Uluğ Nutku, kavram ve durumlara farklı yaklaşımı ile henüz kitabın sunuş kısmında bile dikkati çekebilen enteresan bir felsefesi. Varoluş, nesensellik, bilimsellik gibi konular üzerinden donanımını okurla birlikte değil, okura rağmen aktarmayı marifet bilen düşünür. Tabi yer yer Gündüz Vassaf tarzı reddiyeleriyle dikkat çekse de bu ikisi arasında bağ kurmak zoraki ve ancak şu an yapabileceğim bir cüretkârlıktır. Ama yetenekli, donanımlı mıdır, evet gibi evet. Hele ki ölüm, vicdan, evrim ve kültürel devrim konularında yazdıkları ufuk açan, hayrete düşüren cinsten.

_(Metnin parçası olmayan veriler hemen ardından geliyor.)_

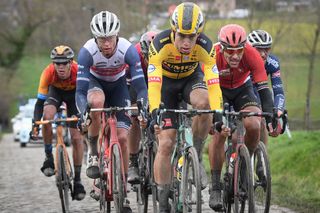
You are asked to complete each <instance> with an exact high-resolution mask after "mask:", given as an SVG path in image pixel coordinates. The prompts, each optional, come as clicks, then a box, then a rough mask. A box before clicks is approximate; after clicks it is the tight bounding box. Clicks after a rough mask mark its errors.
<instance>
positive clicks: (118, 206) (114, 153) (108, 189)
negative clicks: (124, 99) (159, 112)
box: [88, 107, 138, 212]
mask: <svg viewBox="0 0 320 213" xmlns="http://www.w3.org/2000/svg"><path fill="white" fill-rule="evenodd" d="M137 109H138V108H137V107H110V108H92V109H88V110H89V112H101V117H102V119H101V120H102V123H101V128H100V132H99V139H98V141H99V158H98V163H99V173H100V177H99V178H97V179H95V180H94V182H93V191H91V193H90V196H91V197H93V198H94V199H96V200H99V203H100V212H110V211H111V201H113V202H114V206H115V210H116V212H123V205H124V201H125V197H127V185H126V178H125V173H124V164H123V157H122V152H121V146H120V143H119V140H118V136H117V119H116V113H117V112H120V111H130V110H137ZM88 119H90V118H88Z"/></svg>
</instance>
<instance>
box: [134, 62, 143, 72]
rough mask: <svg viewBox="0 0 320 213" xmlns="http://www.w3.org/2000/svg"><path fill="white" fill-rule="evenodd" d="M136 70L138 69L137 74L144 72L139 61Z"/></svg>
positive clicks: (137, 63)
mask: <svg viewBox="0 0 320 213" xmlns="http://www.w3.org/2000/svg"><path fill="white" fill-rule="evenodd" d="M135 68H136V71H137V72H141V71H142V69H141V62H140V61H137V62H136V65H135Z"/></svg>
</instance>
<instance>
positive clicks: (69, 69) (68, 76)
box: [53, 61, 71, 80]
mask: <svg viewBox="0 0 320 213" xmlns="http://www.w3.org/2000/svg"><path fill="white" fill-rule="evenodd" d="M53 64H54V67H55V69H56V72H57V75H58V77H59V78H60V79H63V80H64V79H67V78H69V77H70V74H71V69H70V64H71V61H68V62H63V63H57V62H55V63H53Z"/></svg>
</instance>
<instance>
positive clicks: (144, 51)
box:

Bazı kanaatleri basit ama ilgiye layık. Örneğin genel bir insan ve insanlık tanımlaması etrafında dönen tartışmaların kısır oluşu gibi. Bunların yerine özel, öznel, hatta bölgesel bir insan ve insanlık tanımına girişilerek oraların sorunlarına eğilmenin daha evla olanağı görüşü var. Bu görüşü de acayip bir akademik tevazuyla yapabiliyor olması şu sıralar ihtiyaç duyduğumuz türden. Takdir edilsin ki ilmi değnek gibi kullanan bilenlerin cirit attığı bir dönemde zihne su serpiyor Uluğ hoca.
Tavsiye ehline minik, minicik bir izah olsun. Gerek görülürse daha da teferruata girerim. Tabi başka eklemek istediğiniz şeyler olursa da fazlasıyla minnet duyarız.